Samuel Maverick was the youngest person to die in the Boston Massacre: only seventeen years old. Printers Edes and Gill of the Boston Gazette and their engraver Paul Revere highlighted Maverick’s youth in the woodcut to the left by decorating his coffin with a sickle and hourglass—symbols that he’d been cut down before his time.
I recently wrote a short script about Maverick’s death, which forced me to reconcile the three overlapping but different accounts of what he was doing before the shooting.
First, keg-maker Jonathan Carey provided a few details at the trial of the British soldiers:
Did you know young Maverick, who was killed by the firing in King street, on the 5th of March?Maverick wasn’t one of Carey’s apprentices, however. He worked for ivory carver and dentist Isaac Greenwood, and bunked with Greenwood’s son John.
Yes, very well.
Did you see him that night?
He was at my house that night at supper with some young lads, and when the bells rung, as we all thought for fire, he run out in order to go to it.
In a 1922 publication of John Greenwood’s memoir, editor Isaac Greenwood (yes relation) included what is apparently that family’s memory of how Maverick went to his death:
Isaac Greenwood, Jr., the elder brother of John..., was a witness of the massacre, being then in his twelfth year.The word “lobsterbacks” might well be an anachronism, and a sign that details of this tale had changed before it was written down, but its core can easily fit with Carey’s testimony from 1770.
Attracted by the ringing of bells, indicating a fire, Maverick and Greenwood were proceeding along hand in hand when, in King Street, Samuel left his companion and joined in the popular tumult about some soldiers at the custom-house. In the volley which ensued Maverick fell just as he was throwing up his arms and shouting, “Fire away, you d—— lobster-backs!”
Finally, William H. Sumner felt he was doing a great service to history when he put into his A History of East Boston an account of Maverick’s death that he’d heard from a son of Joseph Mountfort (1750-1838):
He, with Samuel Maverick, Peter C. Brooks, Samuel and Thomas Carey, were playing marbles in the house of Mr. Carey, at the head of Gardner’s wharf, near Cross street, at the time the bells rang the alarm, and were thereby attracted to State street before the British troops fired.As Hiller B. Zobel pointed out in The Boston Massacre, Peter Chardon Brooks was only three years old and living in Medford in 1770. So he was very unlikely to have been playing marbles with the seventeen-year-old Maverick on the 5th of March.
Here they observed that a tumult had arisen between some men and boys and the soldiers. Angry words were being exchanged, and missiles of various kinds were thrown. Some one threw pieces of ice, when the soldiers, exasperated by the boldness and taunts of their rebel opponents, discharged their guns at the crowd.
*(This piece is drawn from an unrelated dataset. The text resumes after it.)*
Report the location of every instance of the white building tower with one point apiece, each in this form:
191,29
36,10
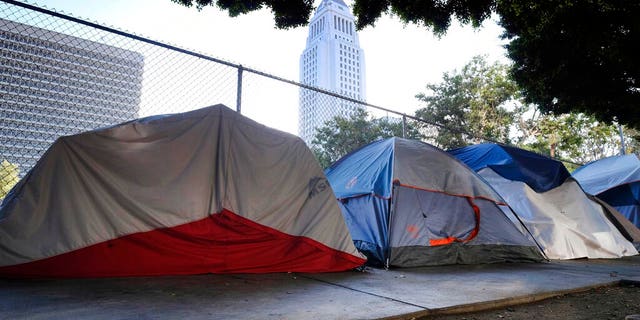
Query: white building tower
333,61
Young Maverick cried out to his relative Mountfort, “Joe! I am shot!” and ran down Exchange street, then called Royal Exchange lane, to Dock square, where he fell to the ground, and was conveyed to his mother’s house. He died the next morning. At that time the widow [Mary] Maverick kept a genteel boarding-house in Union street, at the corner of Salt lane.
It is not a little singular, that Mr. Mountfort’s name does not appear among the witnesses examined at the trial. . . . Yet, there can be no doubt as to the authenticity of Mr. Mountfort’s narrative. The writer has it from his son, Judge Napoleon B. Mountfort, of New York [1800-1883], who is well informed on the subject.
Sumner got the impression that Joseph Mountfort was a “relative” of Samuel Maverick. I believe that became true only later, when Mountfort married Maverick’s first cousin Mary Gyles.
The Mountfort family seems to have been earnest in putting their ancestor on the scene of patriotic events. His name doesn’t appear on the earliest and most reliable list of men involved in the Boston Tea Party, but it surfaces in Samuel A. Drake’s Old Landmarks and Historic Personages of Boston (1876). Mountfort did not, however, make the roll in Francis S. Drake’s Tea Leaves (1884).
Nonetheless, the Mountfort family tradition does seem accurate in putting Maverick at the Carey house. I’m just not convinced that Mountfort was really there, too. This may be what I call a “grandmother’s tale”—a historical tale that older relatives embroider for children as a private entertainment or special lesson, yet is so vivid that the children grow up believing that every detail is true, that their relatives were in the thick of history, and that the tale should go into history books.
Curiously, the editor of John Greenwood’s memoir theorized that Greenwood and Mountfort encountered each other as prisoners of war, with Mountfort (remembered by the Greenwood family as “Mumford”) spilling hot soup on Greenwood. It was a small world.